I'm having some issues understanding where Casey derives the following form of the equation for reflecting the velocity vector about the wall vector: V - 2V·rr

I understand the alternative form intuitively: -V·rr + V·WW as it's easy for me to see how in this form the resultant vector is the combination of the 'r' and 'W' components of the velocity vector projected onto the r and W axes, respectively.

However I'm struggling to see how the other form is derived. Can anybody point me in the right direction?

- Jonny
Simon Anciaux
920 posts
Day 44: Issues understanding the reflection equation V - 2V·rr
7 months, 4 weeks ago Edited by Simon Anciaux on April 9, 2020, 2:51 p.m. Reason: typo
For those equation I like to write them with parenthesis to make sure of the order of operation.

v - 2((v dot r) * r)

v is the vector that goes toward the impact point. Since it's a vector, if you consider the impact point as the origin, it's also the vector that went "inside the wall" from the origin. It also has "crossed" the normal so we already are on the "right side of the normal" (similar as not having to flip the x when you're aligned to the axis).

r is the normal from the wall. We represent it at the impact point going outside of the wall.

The sign of the dot product of v and r will be negative, meaning the two vectors go in opposite directions relative to the wall.

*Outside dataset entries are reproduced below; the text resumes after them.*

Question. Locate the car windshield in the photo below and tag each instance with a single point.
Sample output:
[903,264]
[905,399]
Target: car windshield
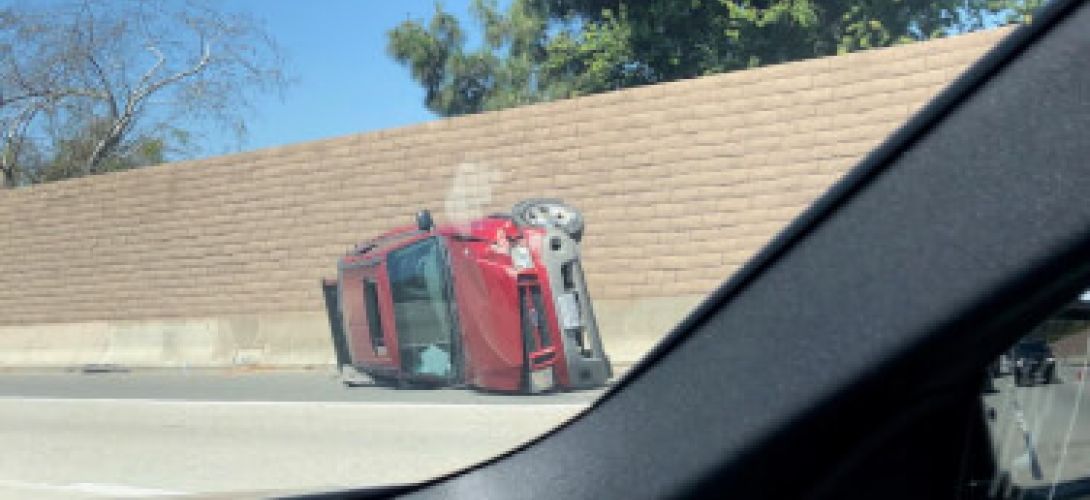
[288,246]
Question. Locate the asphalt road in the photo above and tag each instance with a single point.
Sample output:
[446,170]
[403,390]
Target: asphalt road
[152,434]
[1053,418]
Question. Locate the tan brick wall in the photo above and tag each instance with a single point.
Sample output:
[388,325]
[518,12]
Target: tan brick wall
[680,183]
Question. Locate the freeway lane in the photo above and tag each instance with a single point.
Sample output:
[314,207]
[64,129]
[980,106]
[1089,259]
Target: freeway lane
[147,434]
[1056,418]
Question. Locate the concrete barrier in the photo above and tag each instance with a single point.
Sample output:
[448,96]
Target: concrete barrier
[629,329]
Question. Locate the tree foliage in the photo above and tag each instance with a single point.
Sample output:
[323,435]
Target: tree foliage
[546,49]
[94,86]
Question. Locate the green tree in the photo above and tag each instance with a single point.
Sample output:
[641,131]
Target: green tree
[91,86]
[547,49]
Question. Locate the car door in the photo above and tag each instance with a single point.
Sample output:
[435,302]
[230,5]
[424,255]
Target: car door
[423,307]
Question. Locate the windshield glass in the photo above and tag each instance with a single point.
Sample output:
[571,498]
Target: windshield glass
[264,246]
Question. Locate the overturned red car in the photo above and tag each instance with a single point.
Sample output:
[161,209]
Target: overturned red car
[498,303]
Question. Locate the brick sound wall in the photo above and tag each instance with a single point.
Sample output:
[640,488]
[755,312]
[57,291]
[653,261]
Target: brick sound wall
[679,182]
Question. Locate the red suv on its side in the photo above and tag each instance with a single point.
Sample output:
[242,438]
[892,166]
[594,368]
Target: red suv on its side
[498,303]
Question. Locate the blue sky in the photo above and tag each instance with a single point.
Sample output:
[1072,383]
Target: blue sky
[346,83]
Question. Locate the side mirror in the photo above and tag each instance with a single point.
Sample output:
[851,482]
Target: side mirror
[424,220]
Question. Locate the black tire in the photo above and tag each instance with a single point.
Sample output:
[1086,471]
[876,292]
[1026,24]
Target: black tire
[528,212]
[1051,376]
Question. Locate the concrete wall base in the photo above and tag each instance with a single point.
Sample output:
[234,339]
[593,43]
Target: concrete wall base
[629,328]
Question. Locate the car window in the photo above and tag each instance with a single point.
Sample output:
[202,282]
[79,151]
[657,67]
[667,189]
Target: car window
[261,246]
[1036,401]
[422,307]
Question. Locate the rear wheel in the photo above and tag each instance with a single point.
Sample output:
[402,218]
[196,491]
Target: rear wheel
[549,212]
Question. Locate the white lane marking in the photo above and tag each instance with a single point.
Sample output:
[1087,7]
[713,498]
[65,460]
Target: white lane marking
[98,489]
[166,402]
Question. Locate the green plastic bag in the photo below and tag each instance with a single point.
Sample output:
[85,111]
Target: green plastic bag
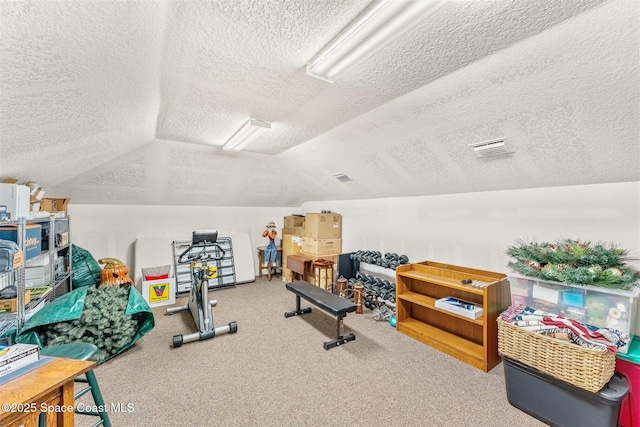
[86,314]
[84,267]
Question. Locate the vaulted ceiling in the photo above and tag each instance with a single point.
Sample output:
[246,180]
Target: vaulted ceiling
[130,102]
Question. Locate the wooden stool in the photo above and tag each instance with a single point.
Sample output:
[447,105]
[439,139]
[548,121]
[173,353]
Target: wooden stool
[82,351]
[298,265]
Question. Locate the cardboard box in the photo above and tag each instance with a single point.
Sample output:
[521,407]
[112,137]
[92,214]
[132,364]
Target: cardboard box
[54,205]
[295,231]
[159,292]
[314,246]
[16,199]
[11,305]
[323,226]
[32,244]
[461,307]
[293,221]
[592,305]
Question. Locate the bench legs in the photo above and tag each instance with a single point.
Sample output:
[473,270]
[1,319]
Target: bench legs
[298,310]
[340,338]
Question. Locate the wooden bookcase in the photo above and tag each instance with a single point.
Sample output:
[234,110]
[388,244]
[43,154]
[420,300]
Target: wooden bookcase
[473,341]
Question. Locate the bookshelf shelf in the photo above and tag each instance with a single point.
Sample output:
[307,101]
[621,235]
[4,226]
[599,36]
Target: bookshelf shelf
[473,341]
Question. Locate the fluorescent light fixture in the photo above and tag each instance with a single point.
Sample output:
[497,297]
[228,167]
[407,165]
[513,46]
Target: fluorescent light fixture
[490,148]
[342,177]
[380,24]
[249,132]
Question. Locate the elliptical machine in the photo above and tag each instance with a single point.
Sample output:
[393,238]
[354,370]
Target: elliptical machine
[199,304]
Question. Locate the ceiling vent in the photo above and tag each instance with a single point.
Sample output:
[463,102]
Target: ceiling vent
[341,177]
[490,148]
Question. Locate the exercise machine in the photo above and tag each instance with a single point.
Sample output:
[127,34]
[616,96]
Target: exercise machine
[198,254]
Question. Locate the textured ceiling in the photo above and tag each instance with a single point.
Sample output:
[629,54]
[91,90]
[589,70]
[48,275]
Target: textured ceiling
[129,102]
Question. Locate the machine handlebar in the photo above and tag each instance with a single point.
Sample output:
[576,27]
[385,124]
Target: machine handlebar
[203,255]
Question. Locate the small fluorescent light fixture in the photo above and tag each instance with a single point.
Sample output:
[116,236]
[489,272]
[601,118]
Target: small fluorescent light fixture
[380,24]
[249,132]
[490,148]
[340,176]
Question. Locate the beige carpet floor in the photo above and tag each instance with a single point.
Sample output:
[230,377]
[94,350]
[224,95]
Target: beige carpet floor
[275,372]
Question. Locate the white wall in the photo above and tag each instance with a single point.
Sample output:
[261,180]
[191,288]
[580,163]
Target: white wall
[111,230]
[471,229]
[474,229]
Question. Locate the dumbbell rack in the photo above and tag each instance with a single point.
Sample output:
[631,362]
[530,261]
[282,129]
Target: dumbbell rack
[226,268]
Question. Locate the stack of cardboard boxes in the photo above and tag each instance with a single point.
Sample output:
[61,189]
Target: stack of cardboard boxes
[313,236]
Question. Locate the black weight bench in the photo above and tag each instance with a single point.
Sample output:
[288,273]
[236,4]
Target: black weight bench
[331,303]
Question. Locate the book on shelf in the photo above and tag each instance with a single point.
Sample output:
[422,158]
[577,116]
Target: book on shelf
[16,356]
[461,307]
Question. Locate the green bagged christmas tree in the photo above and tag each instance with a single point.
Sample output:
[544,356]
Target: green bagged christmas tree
[103,322]
[574,261]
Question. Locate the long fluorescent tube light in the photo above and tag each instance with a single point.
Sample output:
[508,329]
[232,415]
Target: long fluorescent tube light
[249,132]
[380,24]
[490,148]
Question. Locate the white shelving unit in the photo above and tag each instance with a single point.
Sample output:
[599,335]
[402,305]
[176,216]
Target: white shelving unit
[55,280]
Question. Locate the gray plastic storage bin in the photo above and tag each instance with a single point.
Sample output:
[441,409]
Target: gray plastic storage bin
[561,404]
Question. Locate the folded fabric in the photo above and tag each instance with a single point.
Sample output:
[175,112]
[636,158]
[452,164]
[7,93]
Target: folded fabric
[540,321]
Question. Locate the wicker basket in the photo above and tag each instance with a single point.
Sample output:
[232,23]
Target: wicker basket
[586,368]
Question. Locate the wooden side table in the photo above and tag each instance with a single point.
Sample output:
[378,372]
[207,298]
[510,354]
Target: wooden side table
[270,268]
[49,386]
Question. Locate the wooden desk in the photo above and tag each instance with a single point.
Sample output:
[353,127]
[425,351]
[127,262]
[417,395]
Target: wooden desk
[50,385]
[270,269]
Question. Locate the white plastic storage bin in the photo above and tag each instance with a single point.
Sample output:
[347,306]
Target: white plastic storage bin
[592,305]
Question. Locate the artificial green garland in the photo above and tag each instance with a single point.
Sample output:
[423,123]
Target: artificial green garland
[574,261]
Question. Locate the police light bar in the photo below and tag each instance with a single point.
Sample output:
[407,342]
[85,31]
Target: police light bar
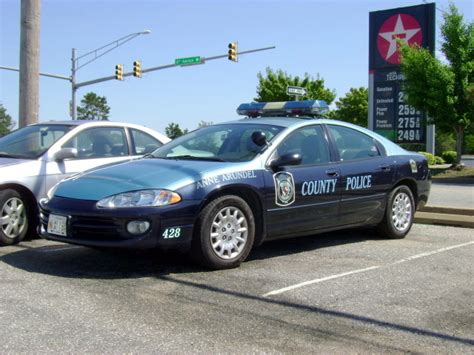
[284,108]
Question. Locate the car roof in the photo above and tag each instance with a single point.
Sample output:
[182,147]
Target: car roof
[287,122]
[81,122]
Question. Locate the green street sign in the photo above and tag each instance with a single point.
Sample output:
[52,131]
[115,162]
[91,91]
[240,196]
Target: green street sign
[187,61]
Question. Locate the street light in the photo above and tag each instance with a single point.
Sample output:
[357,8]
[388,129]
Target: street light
[99,52]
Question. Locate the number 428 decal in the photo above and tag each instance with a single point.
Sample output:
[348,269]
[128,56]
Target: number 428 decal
[171,233]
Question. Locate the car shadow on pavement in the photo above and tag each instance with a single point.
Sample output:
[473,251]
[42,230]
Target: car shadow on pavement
[70,261]
[327,312]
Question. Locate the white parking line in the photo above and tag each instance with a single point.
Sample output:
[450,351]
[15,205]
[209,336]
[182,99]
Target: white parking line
[327,278]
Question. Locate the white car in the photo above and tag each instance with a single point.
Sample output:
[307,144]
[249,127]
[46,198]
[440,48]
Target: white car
[36,157]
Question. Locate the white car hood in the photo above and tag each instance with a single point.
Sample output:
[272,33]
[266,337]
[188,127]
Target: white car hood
[11,161]
[14,170]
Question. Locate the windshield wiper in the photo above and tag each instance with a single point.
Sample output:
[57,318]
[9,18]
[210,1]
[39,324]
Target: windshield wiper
[192,157]
[6,155]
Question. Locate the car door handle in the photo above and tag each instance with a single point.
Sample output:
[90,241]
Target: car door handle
[332,172]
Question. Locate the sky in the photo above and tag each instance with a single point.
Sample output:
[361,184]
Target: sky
[328,39]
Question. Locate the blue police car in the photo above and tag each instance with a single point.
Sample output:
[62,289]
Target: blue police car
[221,190]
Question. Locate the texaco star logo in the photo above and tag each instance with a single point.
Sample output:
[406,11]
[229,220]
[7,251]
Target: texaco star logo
[401,26]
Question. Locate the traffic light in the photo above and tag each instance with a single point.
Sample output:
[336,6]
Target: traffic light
[137,69]
[119,72]
[232,51]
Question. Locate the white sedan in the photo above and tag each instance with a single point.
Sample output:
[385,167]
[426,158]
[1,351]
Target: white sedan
[36,157]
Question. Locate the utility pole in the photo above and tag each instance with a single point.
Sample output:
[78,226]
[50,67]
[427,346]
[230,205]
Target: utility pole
[29,62]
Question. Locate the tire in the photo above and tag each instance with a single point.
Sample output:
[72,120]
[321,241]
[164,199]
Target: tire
[14,221]
[399,214]
[224,233]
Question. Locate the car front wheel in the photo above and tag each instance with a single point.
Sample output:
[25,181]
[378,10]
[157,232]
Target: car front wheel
[13,217]
[399,213]
[224,233]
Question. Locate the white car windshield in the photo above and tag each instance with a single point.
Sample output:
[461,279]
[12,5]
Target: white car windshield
[227,142]
[31,142]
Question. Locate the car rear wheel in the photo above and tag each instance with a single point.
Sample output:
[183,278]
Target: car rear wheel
[224,233]
[13,217]
[399,213]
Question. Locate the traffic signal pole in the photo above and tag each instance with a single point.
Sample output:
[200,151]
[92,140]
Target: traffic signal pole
[167,66]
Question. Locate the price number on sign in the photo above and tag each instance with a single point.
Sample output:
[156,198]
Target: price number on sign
[409,135]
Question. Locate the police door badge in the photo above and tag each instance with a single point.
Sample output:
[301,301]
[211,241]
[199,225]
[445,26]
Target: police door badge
[284,189]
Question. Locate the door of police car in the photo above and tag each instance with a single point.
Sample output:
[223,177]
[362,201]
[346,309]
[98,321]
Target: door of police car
[366,175]
[304,197]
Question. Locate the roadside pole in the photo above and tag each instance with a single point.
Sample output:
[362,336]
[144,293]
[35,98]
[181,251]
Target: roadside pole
[29,63]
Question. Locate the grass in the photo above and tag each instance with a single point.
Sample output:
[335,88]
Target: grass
[443,172]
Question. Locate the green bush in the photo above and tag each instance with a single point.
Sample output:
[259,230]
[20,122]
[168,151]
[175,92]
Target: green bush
[439,160]
[469,144]
[449,156]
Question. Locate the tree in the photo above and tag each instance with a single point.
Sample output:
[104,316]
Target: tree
[353,107]
[6,122]
[444,91]
[272,87]
[93,107]
[174,131]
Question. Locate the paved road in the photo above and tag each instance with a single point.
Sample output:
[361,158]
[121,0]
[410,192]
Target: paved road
[451,195]
[336,293]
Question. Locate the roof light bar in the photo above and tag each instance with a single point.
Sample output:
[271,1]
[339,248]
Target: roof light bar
[284,108]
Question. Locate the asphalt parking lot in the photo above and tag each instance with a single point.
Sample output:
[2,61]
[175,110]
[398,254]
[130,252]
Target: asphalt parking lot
[341,292]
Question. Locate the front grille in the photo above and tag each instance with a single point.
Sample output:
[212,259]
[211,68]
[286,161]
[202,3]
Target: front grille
[91,228]
[97,228]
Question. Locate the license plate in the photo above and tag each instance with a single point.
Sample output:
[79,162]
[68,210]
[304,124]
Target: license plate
[57,225]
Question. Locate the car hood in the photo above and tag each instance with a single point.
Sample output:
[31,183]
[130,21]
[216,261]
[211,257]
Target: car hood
[4,162]
[13,170]
[138,175]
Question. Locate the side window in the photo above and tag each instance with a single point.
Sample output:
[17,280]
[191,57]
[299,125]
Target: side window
[100,142]
[143,143]
[352,144]
[309,142]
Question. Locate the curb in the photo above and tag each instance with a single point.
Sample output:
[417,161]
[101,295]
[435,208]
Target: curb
[446,216]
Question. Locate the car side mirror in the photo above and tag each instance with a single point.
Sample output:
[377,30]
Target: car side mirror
[285,160]
[259,138]
[65,153]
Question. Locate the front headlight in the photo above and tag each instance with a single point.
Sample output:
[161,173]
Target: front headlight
[143,198]
[51,191]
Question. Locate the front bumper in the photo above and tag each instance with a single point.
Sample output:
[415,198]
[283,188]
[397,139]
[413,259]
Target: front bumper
[171,227]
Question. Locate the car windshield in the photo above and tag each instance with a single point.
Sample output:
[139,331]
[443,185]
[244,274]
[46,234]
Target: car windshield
[227,142]
[32,141]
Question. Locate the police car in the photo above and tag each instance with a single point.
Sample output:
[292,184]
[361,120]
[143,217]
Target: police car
[221,190]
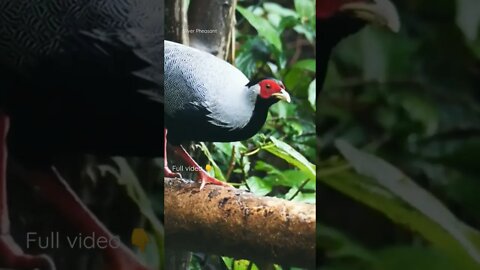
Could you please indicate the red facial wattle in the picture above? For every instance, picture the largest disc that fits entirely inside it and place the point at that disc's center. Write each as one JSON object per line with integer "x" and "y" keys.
{"x": 268, "y": 88}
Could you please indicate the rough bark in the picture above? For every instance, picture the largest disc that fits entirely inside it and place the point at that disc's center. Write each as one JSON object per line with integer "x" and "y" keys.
{"x": 211, "y": 26}
{"x": 236, "y": 223}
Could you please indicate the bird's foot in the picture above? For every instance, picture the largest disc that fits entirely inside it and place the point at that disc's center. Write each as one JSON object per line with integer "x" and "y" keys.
{"x": 205, "y": 178}
{"x": 168, "y": 173}
{"x": 12, "y": 256}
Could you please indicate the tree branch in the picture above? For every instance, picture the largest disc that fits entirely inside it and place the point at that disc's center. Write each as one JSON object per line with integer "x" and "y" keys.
{"x": 236, "y": 223}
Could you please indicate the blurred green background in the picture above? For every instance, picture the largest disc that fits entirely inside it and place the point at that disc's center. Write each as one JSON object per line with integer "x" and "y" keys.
{"x": 408, "y": 195}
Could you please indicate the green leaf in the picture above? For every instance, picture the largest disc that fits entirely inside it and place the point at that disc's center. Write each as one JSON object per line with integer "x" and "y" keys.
{"x": 305, "y": 8}
{"x": 421, "y": 201}
{"x": 307, "y": 64}
{"x": 263, "y": 27}
{"x": 258, "y": 186}
{"x": 312, "y": 94}
{"x": 218, "y": 172}
{"x": 290, "y": 155}
{"x": 278, "y": 9}
{"x": 127, "y": 178}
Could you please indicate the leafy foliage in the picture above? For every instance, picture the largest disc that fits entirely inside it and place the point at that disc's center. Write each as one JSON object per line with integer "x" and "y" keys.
{"x": 412, "y": 100}
{"x": 275, "y": 41}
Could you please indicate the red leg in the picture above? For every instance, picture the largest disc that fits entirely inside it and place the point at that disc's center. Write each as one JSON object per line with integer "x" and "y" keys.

The absolute value of the dot product of v and r will tell us how much (scalar length) we are in the wall along the normal.

Consider v as a point (not a vector) with the origin at the impact point:
- we need to move the point in the direction of the normal (meaning parallel to the normal, not toward the normal);
- we need to know how much in that direction we need to move;
- it is given by the dot product between v and r (how much we are in the wall along the normal);
- but we know that the dot product is negative since the vectors go in opposite directions;
- so we need to negate it;
- if we move by r * -(v dot r) we will have a point on the wall (similar to the projection of the reflected point on the wall);
- if we do it again, we have the reflected point.

So we need to move by 2 * (r * -(v dot r)) which is the same as -2((v dot r) * r);
Day 44: Issues understanding the reflection equation V - 2V·rr
7 months, 4 weeks ago
mrmixer
- if we move by r * -(v dot r) we will have a point on the wall (similar to the projection of the reflected point on the wall);
- if we do it again, we have the reflected point.

I guess I'm still kinda confused about this aspect of what you said. I'm happy to accept that this is true, but I'm confused as to why this is true. Maybe this is more of a general question that requires some additional maths educatio on my part?
Simon Anciaux
920 posts
Day 44: Issues understanding the reflection equation V - 2V·rr
7 months, 4 weeks ago Edited by Simon Anciaux on April 10, 2020, 1:06 p.m. Reason: note
Maybe those drawings would help ? (Sorry I didn't keep the same vector names) Day 44: Issues understanding the reflection equation V - 2V·rr
7 months, 4 weeks ago
Simon, thank you so much for the drawing - that explanation was perfect. I really appreciate it :)